Clinical Case Study
Julian Jenson is a 35year old man who has sickle cell disease. He is manged at a sickle cell centre, at hospital in a neighbouring town. Generally, his sickle cell has been managed really well and he is reviewed every six months. Recently he has become very tired and is struggling to undertake any of his usual activities outside of work. Julian has 2 young kids and thinks that this is the cause of his tiredness. This morning Julian was admitted to his local hospital with uncontrolled pain. Any ongoing pain relating to his sickle cell is usually controlled with paracetamol and co-codamol, but he has taken this, and the pain is still severe. Julian thinks he is having a sickle cell crisis. He has flair ups usually once a year and this sometimes results in admission to hospital for symptom control.
Julian was at work when the pain became uncontrollable and his boss sent him to hospital. Julian did not have any of his management plan documents with him when he arrived.

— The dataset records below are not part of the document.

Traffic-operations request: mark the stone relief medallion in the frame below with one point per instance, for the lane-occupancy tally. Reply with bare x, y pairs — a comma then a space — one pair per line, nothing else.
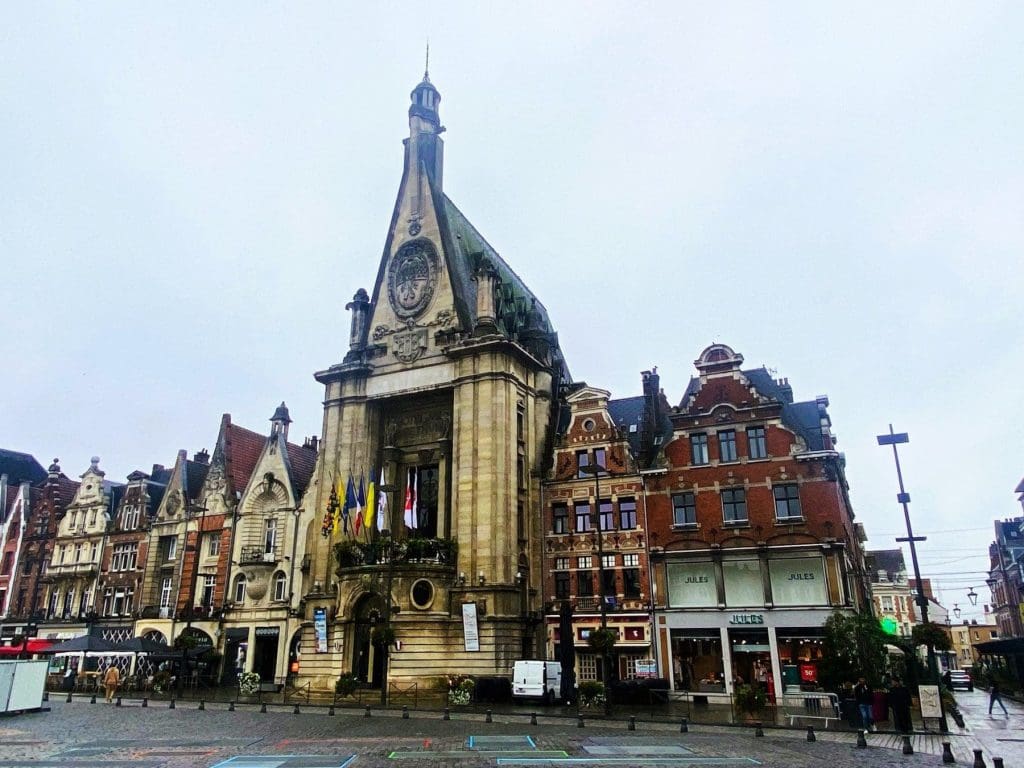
412, 276
410, 344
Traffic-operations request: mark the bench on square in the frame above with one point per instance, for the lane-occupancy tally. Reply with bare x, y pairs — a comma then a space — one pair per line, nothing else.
810, 706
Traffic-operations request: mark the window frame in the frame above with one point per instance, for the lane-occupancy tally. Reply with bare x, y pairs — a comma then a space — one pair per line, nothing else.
754, 439
734, 501
727, 445
699, 440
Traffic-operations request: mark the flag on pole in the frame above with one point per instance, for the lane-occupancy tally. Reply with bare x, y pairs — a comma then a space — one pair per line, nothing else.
360, 503
349, 501
382, 512
410, 511
371, 508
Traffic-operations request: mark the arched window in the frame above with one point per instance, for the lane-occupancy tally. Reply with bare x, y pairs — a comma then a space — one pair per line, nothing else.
280, 586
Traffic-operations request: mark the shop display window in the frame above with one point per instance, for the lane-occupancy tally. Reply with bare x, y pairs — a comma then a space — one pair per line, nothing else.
692, 585
742, 583
798, 581
696, 662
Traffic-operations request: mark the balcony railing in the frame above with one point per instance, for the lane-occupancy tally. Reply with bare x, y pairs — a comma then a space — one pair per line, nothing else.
352, 554
257, 554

The local hospital where Julian went to did not have a sickle cell centre and there was no local guidelines on management of this. He was initially reviewed; bloods were taken to confirm sickle cell crisis and morphine was prescribed for pain relief. Julian told the doctor and the nurse that this has no effect on his pain relief, and he needs to be given an infusion of morphine. He was given the morphine and they said they would review his pain again. After 1 hour of being in A&E, Simon a student nurse approached Julian and did a pain assessment on him. His score was 9/10. He spoke to Julian about what his usual plan of care was and escalated this to his mentor. It was confirmed shortly after that he had sickle cell and was in sickle cell crisis. His usual plan of care was identified from the sickle cell centre where he usually attends, and his pain was managed with the appropriate dose of morphine.